To draw a feature on a map, the feature must contain a valid shape or geometry. If the shape of features in the reference data is null or empty, the feature is skipped and is not included in a locator created with the Create Locator and Create Feature Locator tools. Geometry errors such as coincident line segments that are not completely snapped to a vertex; polygons with self-intersections; line segments with curves, such as cul-de-sacs; or incorrect ring ordering can prevent addresses from being matched to intersections. Such errors can also result in a failure to build the locator. It is helpful to run tools such as Check Geometry and Repair Geometry on the reference data to find and repair geometry errors. The Planarize editing tool can also be used to modify line features if matches are not returned for intersection addresses due to invalid connectivity of lines and vertices in the data.
If the locator fails to build with line reference data, it can be due to line segments with curves. Run the Densify tool using the Offset densification method and the default Maximum Offset Deviation on the reference data to simplify the lines.

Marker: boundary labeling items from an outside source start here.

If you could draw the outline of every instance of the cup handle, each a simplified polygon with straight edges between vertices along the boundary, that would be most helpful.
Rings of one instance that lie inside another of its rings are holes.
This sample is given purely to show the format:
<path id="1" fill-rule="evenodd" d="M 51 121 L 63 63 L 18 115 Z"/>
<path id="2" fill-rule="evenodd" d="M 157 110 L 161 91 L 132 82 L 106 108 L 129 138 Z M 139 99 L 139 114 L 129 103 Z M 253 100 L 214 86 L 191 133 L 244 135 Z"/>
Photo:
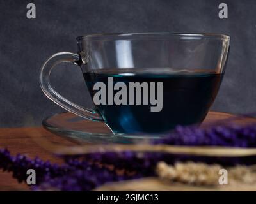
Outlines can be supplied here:
<path id="1" fill-rule="evenodd" d="M 50 74 L 53 68 L 60 63 L 72 63 L 79 66 L 81 60 L 78 54 L 62 52 L 50 57 L 42 66 L 39 82 L 44 93 L 61 107 L 89 120 L 103 122 L 101 115 L 92 109 L 88 109 L 72 103 L 60 95 L 51 85 Z"/>

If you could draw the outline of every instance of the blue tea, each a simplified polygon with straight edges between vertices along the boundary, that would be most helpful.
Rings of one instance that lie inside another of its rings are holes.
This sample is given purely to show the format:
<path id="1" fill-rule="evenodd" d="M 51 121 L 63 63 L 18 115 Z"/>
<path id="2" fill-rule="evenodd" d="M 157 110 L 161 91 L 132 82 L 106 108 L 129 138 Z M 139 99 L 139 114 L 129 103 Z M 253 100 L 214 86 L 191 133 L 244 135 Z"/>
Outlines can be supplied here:
<path id="1" fill-rule="evenodd" d="M 202 71 L 150 73 L 133 71 L 136 70 L 135 69 L 126 70 L 127 71 L 118 73 L 116 69 L 115 71 L 113 69 L 99 69 L 97 73 L 83 74 L 93 99 L 95 94 L 99 94 L 100 89 L 95 89 L 95 86 L 97 82 L 106 85 L 104 91 L 106 96 L 109 96 L 109 92 L 111 91 L 110 96 L 113 98 L 120 96 L 120 94 L 116 96 L 120 91 L 114 89 L 116 83 L 122 82 L 118 84 L 127 85 L 127 88 L 124 87 L 122 90 L 125 91 L 123 92 L 125 94 L 122 95 L 123 103 L 116 104 L 115 100 L 109 97 L 104 99 L 102 104 L 95 103 L 96 110 L 116 133 L 163 133 L 177 125 L 200 123 L 212 104 L 221 81 L 220 74 Z M 131 95 L 131 90 L 128 89 L 132 82 L 133 84 L 138 82 L 137 84 L 145 86 L 141 86 L 140 93 L 134 91 Z M 150 84 L 154 84 L 154 86 Z M 161 104 L 159 103 L 158 110 L 155 108 L 156 111 L 152 111 L 152 107 L 157 105 L 156 100 L 154 103 L 154 100 L 151 101 L 152 98 L 150 94 L 153 95 L 155 99 L 161 96 L 161 98 L 158 98 L 159 102 L 163 101 Z M 132 101 L 131 98 L 133 103 L 129 103 Z M 139 98 L 141 102 L 140 105 L 136 104 L 136 99 Z M 100 99 L 103 99 L 99 98 Z M 145 101 L 146 103 L 143 103 Z"/>

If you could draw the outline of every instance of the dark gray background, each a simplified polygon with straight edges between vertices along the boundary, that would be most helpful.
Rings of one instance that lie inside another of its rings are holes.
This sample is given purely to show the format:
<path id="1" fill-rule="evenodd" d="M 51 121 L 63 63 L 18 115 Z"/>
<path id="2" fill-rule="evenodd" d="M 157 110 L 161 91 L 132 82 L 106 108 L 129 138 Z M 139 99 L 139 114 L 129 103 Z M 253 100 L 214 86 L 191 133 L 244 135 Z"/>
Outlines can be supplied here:
<path id="1" fill-rule="evenodd" d="M 26 18 L 26 5 L 36 18 Z M 218 5 L 228 19 L 218 18 Z M 76 37 L 100 33 L 212 32 L 231 36 L 224 80 L 212 109 L 256 112 L 255 1 L 81 0 L 0 2 L 0 126 L 40 125 L 63 110 L 42 93 L 39 69 L 51 54 L 76 52 Z M 52 80 L 57 91 L 92 106 L 79 68 L 60 65 Z"/>

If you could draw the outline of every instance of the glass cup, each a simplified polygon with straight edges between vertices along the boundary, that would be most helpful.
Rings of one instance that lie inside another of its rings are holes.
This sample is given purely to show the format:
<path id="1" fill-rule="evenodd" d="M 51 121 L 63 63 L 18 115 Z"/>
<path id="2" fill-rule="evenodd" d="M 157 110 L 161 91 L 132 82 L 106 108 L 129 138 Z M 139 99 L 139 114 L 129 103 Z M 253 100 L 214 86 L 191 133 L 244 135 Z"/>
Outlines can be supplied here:
<path id="1" fill-rule="evenodd" d="M 230 37 L 148 33 L 91 34 L 77 41 L 77 54 L 59 52 L 43 64 L 43 92 L 69 112 L 105 122 L 115 134 L 138 134 L 203 121 L 224 75 Z M 63 62 L 80 66 L 93 110 L 51 87 L 51 71 Z"/>

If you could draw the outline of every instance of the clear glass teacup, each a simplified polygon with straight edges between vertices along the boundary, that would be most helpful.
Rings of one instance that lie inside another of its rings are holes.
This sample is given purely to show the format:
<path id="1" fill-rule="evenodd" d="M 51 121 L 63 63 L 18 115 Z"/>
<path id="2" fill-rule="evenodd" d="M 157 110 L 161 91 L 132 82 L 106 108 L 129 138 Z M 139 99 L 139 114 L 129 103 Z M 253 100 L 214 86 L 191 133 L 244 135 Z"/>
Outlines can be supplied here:
<path id="1" fill-rule="evenodd" d="M 147 33 L 77 38 L 77 54 L 60 52 L 42 67 L 45 94 L 114 133 L 164 133 L 200 123 L 218 91 L 230 37 L 219 34 Z M 52 88 L 52 69 L 80 66 L 95 108 L 75 104 Z"/>

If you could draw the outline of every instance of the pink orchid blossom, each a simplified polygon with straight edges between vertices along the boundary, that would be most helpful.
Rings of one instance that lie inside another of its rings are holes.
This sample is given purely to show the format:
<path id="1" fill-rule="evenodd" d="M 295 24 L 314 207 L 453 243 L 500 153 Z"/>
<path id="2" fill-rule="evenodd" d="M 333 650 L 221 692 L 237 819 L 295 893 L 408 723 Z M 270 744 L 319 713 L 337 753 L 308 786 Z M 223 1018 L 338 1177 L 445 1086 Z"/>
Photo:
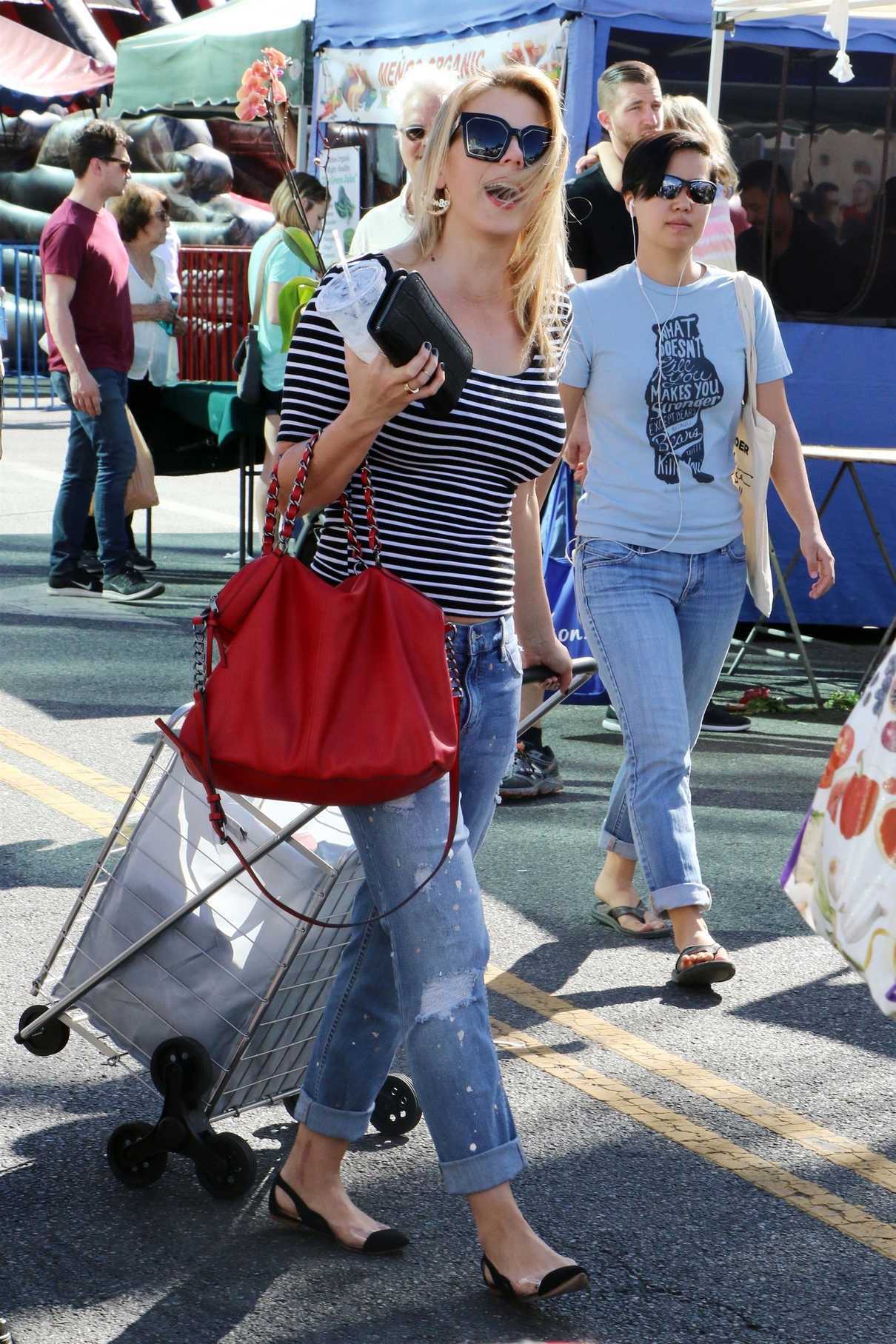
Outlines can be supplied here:
<path id="1" fill-rule="evenodd" d="M 259 94 L 242 98 L 236 103 L 236 117 L 239 121 L 254 121 L 255 117 L 263 117 L 265 110 L 265 99 Z"/>
<path id="2" fill-rule="evenodd" d="M 262 79 L 257 79 L 255 75 L 244 79 L 239 89 L 236 90 L 236 101 L 240 102 L 243 98 L 266 98 L 267 85 Z"/>

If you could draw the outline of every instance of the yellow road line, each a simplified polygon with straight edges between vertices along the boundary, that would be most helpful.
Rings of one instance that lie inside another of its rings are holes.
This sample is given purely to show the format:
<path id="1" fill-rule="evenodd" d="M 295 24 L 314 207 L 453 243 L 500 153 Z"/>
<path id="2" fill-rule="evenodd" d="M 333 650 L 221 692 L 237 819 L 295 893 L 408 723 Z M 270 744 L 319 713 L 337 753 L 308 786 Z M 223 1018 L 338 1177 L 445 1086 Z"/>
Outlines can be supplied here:
<path id="1" fill-rule="evenodd" d="M 79 761 L 71 761 L 69 757 L 60 755 L 59 751 L 54 751 L 52 747 L 40 746 L 38 742 L 31 742 L 30 738 L 23 737 L 13 728 L 0 727 L 0 746 L 9 747 L 12 751 L 17 751 L 19 755 L 28 757 L 31 761 L 39 761 L 40 765 L 48 766 L 55 770 L 56 774 L 64 775 L 67 780 L 75 780 L 78 784 L 86 784 L 89 789 L 95 793 L 102 793 L 107 798 L 114 798 L 116 802 L 124 802 L 130 794 L 130 789 L 125 788 L 124 784 L 116 784 L 114 780 L 107 780 L 105 774 L 98 774 L 97 770 L 91 770 L 86 765 L 81 765 Z"/>
<path id="2" fill-rule="evenodd" d="M 116 801 L 124 801 L 129 796 L 130 790 L 122 785 L 114 784 L 114 781 L 90 770 L 87 766 L 81 766 L 78 762 L 70 761 L 50 747 L 42 747 L 38 743 L 30 742 L 28 738 L 21 737 L 21 734 L 11 728 L 0 728 L 0 745 L 28 755 Z M 26 774 L 16 766 L 3 761 L 0 761 L 0 782 L 81 823 L 101 836 L 107 835 L 114 821 L 114 817 L 107 812 L 81 802 L 62 789 L 56 789 L 54 785 Z M 594 1040 L 606 1050 L 639 1064 L 649 1073 L 668 1078 L 685 1087 L 685 1090 L 705 1097 L 708 1101 L 752 1121 L 763 1129 L 793 1140 L 810 1152 L 827 1161 L 849 1168 L 884 1189 L 896 1191 L 896 1163 L 888 1161 L 888 1159 L 875 1153 L 864 1144 L 815 1125 L 814 1121 L 783 1106 L 775 1106 L 746 1087 L 739 1087 L 736 1083 L 729 1083 L 724 1078 L 719 1078 L 700 1064 L 693 1064 L 678 1055 L 653 1046 L 650 1042 L 625 1031 L 622 1027 L 614 1025 L 606 1019 L 598 1017 L 592 1012 L 575 1008 L 568 1000 L 537 989 L 510 972 L 489 966 L 486 980 L 494 993 L 502 995 L 505 999 L 512 999 L 536 1012 L 540 1017 L 553 1021 L 580 1038 Z M 783 1167 L 758 1157 L 748 1152 L 748 1149 L 729 1142 L 711 1129 L 693 1124 L 686 1116 L 681 1116 L 661 1106 L 658 1102 L 642 1097 L 625 1083 L 566 1059 L 535 1036 L 514 1031 L 494 1019 L 493 1028 L 500 1034 L 498 1044 L 520 1052 L 533 1067 L 552 1074 L 562 1082 L 579 1089 L 596 1101 L 604 1102 L 621 1114 L 629 1116 L 637 1124 L 680 1144 L 707 1161 L 733 1172 L 759 1189 L 778 1196 L 785 1203 L 852 1236 L 854 1241 L 861 1242 L 888 1259 L 896 1261 L 895 1226 L 880 1222 L 862 1208 L 846 1203 L 837 1195 L 832 1195 L 823 1187 L 806 1181 L 787 1172 Z"/>
<path id="3" fill-rule="evenodd" d="M 43 780 L 38 780 L 32 774 L 26 774 L 24 770 L 19 770 L 13 765 L 7 765 L 5 761 L 0 761 L 0 784 L 8 784 L 12 789 L 17 789 L 19 793 L 27 793 L 28 797 L 36 798 L 44 806 L 52 808 L 54 812 L 60 812 L 63 817 L 71 817 L 73 821 L 79 821 L 82 827 L 87 827 L 89 831 L 95 831 L 101 836 L 109 835 L 111 824 L 116 820 L 110 813 L 101 812 L 99 808 L 91 808 L 89 804 L 74 798 L 70 793 L 54 788 L 52 784 L 46 784 Z"/>
<path id="4" fill-rule="evenodd" d="M 494 1017 L 492 1019 L 492 1032 L 500 1050 L 519 1054 L 533 1068 L 540 1068 L 560 1082 L 568 1083 L 570 1087 L 576 1087 L 621 1116 L 627 1116 L 635 1124 L 643 1125 L 645 1129 L 652 1129 L 662 1138 L 686 1148 L 697 1157 L 739 1176 L 740 1180 L 748 1181 L 768 1195 L 775 1195 L 802 1214 L 809 1214 L 819 1223 L 833 1227 L 879 1255 L 896 1262 L 896 1226 L 893 1223 L 884 1223 L 857 1204 L 849 1204 L 838 1195 L 832 1195 L 822 1185 L 803 1180 L 802 1176 L 795 1176 L 783 1167 L 778 1167 L 764 1157 L 758 1157 L 711 1129 L 693 1124 L 686 1116 L 678 1116 L 674 1110 L 661 1106 L 660 1102 L 642 1097 L 618 1079 L 607 1078 L 594 1068 L 559 1055 L 536 1036 L 516 1031 Z"/>
<path id="5" fill-rule="evenodd" d="M 729 1083 L 708 1068 L 692 1064 L 689 1060 L 682 1059 L 680 1055 L 673 1055 L 660 1046 L 653 1046 L 649 1040 L 643 1040 L 641 1036 L 617 1027 L 604 1017 L 598 1017 L 596 1013 L 576 1008 L 566 999 L 548 995 L 525 980 L 520 980 L 510 972 L 501 970 L 498 966 L 490 965 L 488 968 L 486 982 L 494 993 L 502 995 L 505 999 L 512 999 L 525 1008 L 531 1008 L 539 1017 L 545 1017 L 560 1027 L 566 1027 L 586 1040 L 594 1040 L 596 1044 L 603 1046 L 604 1050 L 611 1050 L 614 1054 L 630 1059 L 649 1073 L 668 1078 L 686 1089 L 686 1091 L 696 1093 L 699 1097 L 705 1097 L 724 1110 L 729 1110 L 735 1116 L 742 1116 L 762 1129 L 771 1130 L 772 1134 L 790 1138 L 802 1148 L 807 1148 L 809 1152 L 817 1153 L 819 1157 L 825 1157 L 838 1167 L 849 1168 L 857 1176 L 862 1176 L 883 1189 L 896 1192 L 896 1163 L 881 1157 L 880 1153 L 876 1153 L 865 1144 L 825 1129 L 822 1125 L 817 1125 L 814 1121 L 799 1116 L 794 1110 L 789 1110 L 786 1106 L 778 1106 L 748 1091 L 746 1087 Z"/>

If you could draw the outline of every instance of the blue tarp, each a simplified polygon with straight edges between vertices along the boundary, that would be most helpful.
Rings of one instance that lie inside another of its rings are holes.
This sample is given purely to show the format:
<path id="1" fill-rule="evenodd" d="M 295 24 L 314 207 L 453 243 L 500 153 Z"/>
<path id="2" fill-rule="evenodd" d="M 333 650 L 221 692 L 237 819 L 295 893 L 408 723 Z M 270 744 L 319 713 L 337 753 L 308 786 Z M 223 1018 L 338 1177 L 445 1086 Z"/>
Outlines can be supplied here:
<path id="1" fill-rule="evenodd" d="M 539 0 L 454 0 L 450 17 L 431 0 L 367 0 L 364 5 L 345 0 L 317 0 L 316 47 L 363 47 L 388 42 L 422 42 L 441 36 L 512 28 L 543 19 L 583 16 L 617 28 L 642 32 L 672 32 L 682 36 L 709 36 L 709 0 L 579 0 L 572 4 L 539 4 Z M 743 23 L 735 40 L 767 46 L 829 47 L 822 19 L 775 19 Z M 606 44 L 604 44 L 606 46 Z M 850 19 L 850 51 L 896 51 L 896 23 L 887 19 Z"/>

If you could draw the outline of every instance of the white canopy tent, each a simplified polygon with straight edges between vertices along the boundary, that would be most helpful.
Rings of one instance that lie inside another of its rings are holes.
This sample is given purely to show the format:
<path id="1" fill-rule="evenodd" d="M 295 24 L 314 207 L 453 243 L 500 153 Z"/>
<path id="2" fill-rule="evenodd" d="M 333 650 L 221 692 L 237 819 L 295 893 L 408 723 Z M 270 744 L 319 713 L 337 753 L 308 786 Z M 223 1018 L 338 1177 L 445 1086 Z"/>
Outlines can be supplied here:
<path id="1" fill-rule="evenodd" d="M 823 31 L 837 40 L 837 59 L 830 73 L 841 83 L 845 83 L 853 78 L 846 55 L 850 16 L 896 20 L 896 0 L 712 0 L 713 30 L 707 106 L 713 117 L 719 116 L 725 32 L 731 31 L 736 23 L 811 15 L 823 17 Z"/>

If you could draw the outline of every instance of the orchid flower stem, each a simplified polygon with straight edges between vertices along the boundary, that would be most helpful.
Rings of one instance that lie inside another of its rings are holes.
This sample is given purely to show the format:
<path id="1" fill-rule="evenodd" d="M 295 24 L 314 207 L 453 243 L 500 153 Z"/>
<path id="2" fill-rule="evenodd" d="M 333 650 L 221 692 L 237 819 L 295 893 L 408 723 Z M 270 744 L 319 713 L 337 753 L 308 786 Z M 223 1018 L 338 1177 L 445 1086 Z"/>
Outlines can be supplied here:
<path id="1" fill-rule="evenodd" d="M 267 117 L 267 125 L 270 128 L 271 138 L 274 142 L 274 157 L 277 159 L 277 167 L 283 175 L 283 179 L 289 187 L 289 194 L 293 198 L 293 204 L 298 211 L 298 218 L 302 222 L 302 228 L 312 241 L 312 247 L 314 249 L 314 257 L 317 259 L 317 273 L 322 276 L 326 270 L 324 258 L 321 257 L 317 243 L 314 242 L 314 235 L 312 233 L 310 224 L 308 223 L 308 215 L 305 214 L 305 207 L 302 204 L 301 196 L 298 194 L 298 187 L 296 185 L 296 179 L 293 177 L 293 168 L 286 153 L 286 145 L 281 138 L 281 133 L 277 128 L 277 120 L 274 117 L 274 105 L 270 99 L 265 101 L 265 114 Z"/>

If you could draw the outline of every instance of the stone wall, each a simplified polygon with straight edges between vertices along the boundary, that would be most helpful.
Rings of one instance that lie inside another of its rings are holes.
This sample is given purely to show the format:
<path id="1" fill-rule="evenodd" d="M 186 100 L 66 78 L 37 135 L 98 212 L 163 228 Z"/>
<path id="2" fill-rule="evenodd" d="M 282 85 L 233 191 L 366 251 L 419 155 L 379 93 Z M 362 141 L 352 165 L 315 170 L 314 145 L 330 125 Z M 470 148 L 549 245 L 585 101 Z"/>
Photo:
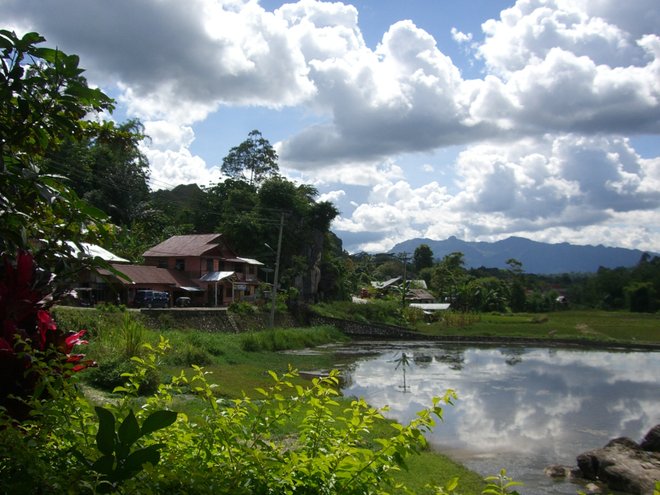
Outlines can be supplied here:
<path id="1" fill-rule="evenodd" d="M 269 314 L 238 315 L 227 308 L 141 309 L 146 324 L 154 329 L 202 330 L 205 332 L 238 333 L 268 328 Z M 295 326 L 286 314 L 275 315 L 275 326 Z"/>

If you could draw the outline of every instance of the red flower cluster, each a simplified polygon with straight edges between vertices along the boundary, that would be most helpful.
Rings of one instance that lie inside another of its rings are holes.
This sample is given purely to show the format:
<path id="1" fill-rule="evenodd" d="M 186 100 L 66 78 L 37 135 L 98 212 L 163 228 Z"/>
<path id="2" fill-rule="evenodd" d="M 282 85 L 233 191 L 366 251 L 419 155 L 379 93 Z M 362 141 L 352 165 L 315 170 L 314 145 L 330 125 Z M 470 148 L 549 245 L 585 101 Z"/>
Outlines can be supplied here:
<path id="1" fill-rule="evenodd" d="M 72 354 L 75 346 L 87 343 L 86 330 L 64 333 L 46 309 L 50 281 L 27 252 L 19 252 L 13 263 L 5 258 L 0 267 L 0 405 L 8 406 L 12 396 L 26 399 L 34 392 L 37 378 L 29 371 L 39 359 L 38 351 L 49 351 L 49 358 L 55 358 L 54 373 L 66 375 L 67 370 L 93 364 L 84 361 L 83 354 Z"/>

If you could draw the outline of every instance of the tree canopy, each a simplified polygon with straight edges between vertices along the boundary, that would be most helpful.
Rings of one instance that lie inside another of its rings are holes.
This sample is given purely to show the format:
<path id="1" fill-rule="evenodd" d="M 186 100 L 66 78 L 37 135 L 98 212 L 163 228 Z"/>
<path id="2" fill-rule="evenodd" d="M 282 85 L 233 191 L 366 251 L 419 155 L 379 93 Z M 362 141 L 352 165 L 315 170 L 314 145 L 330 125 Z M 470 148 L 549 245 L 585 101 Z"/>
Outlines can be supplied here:
<path id="1" fill-rule="evenodd" d="M 103 125 L 86 116 L 112 110 L 113 100 L 87 85 L 77 56 L 40 47 L 44 41 L 0 30 L 0 251 L 31 249 L 52 267 L 67 261 L 63 240 L 102 244 L 110 228 L 39 164 L 69 139 L 98 135 Z"/>
<path id="2" fill-rule="evenodd" d="M 249 184 L 259 185 L 277 175 L 277 153 L 261 132 L 253 130 L 245 141 L 229 150 L 221 170 L 232 179 L 247 179 Z"/>

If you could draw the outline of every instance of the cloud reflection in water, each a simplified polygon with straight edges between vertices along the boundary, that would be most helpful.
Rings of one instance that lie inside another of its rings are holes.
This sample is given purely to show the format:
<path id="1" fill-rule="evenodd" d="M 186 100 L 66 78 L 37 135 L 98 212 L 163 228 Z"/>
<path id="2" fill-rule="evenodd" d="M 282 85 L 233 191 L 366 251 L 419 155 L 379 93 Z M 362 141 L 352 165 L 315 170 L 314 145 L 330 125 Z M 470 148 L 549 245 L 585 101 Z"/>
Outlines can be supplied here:
<path id="1" fill-rule="evenodd" d="M 353 367 L 345 393 L 388 405 L 388 416 L 407 422 L 433 396 L 456 390 L 458 401 L 429 440 L 464 462 L 574 465 L 585 450 L 617 436 L 639 441 L 660 423 L 657 352 L 403 346 L 414 356 L 406 370 L 410 393 L 397 388 L 392 361 L 401 349 L 391 343 Z"/>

Features that have multiple parts, such as multipoints or multipart lines, are not supported geometry types for building locators. These geometry types in features can result in a failure to build the locator or unexpected match and suggestion results when using the locator. If your reference data contains features with multiple parts, convert the features to single parts using the Multipart to Singlepart tool and use the single part data to build the locator. To check if point reference data has multiple parts, look in the Shape field of the attribute table for the Multipoint value. To check polygon or line features for multiple parts, run the Calculate Geometry Attributes tool to add the Number of parts geometry property to the reference data. A feature with more than one part is considered a multipart feature.
The tool adds a new field named PART_COUNT to the input features of the tools.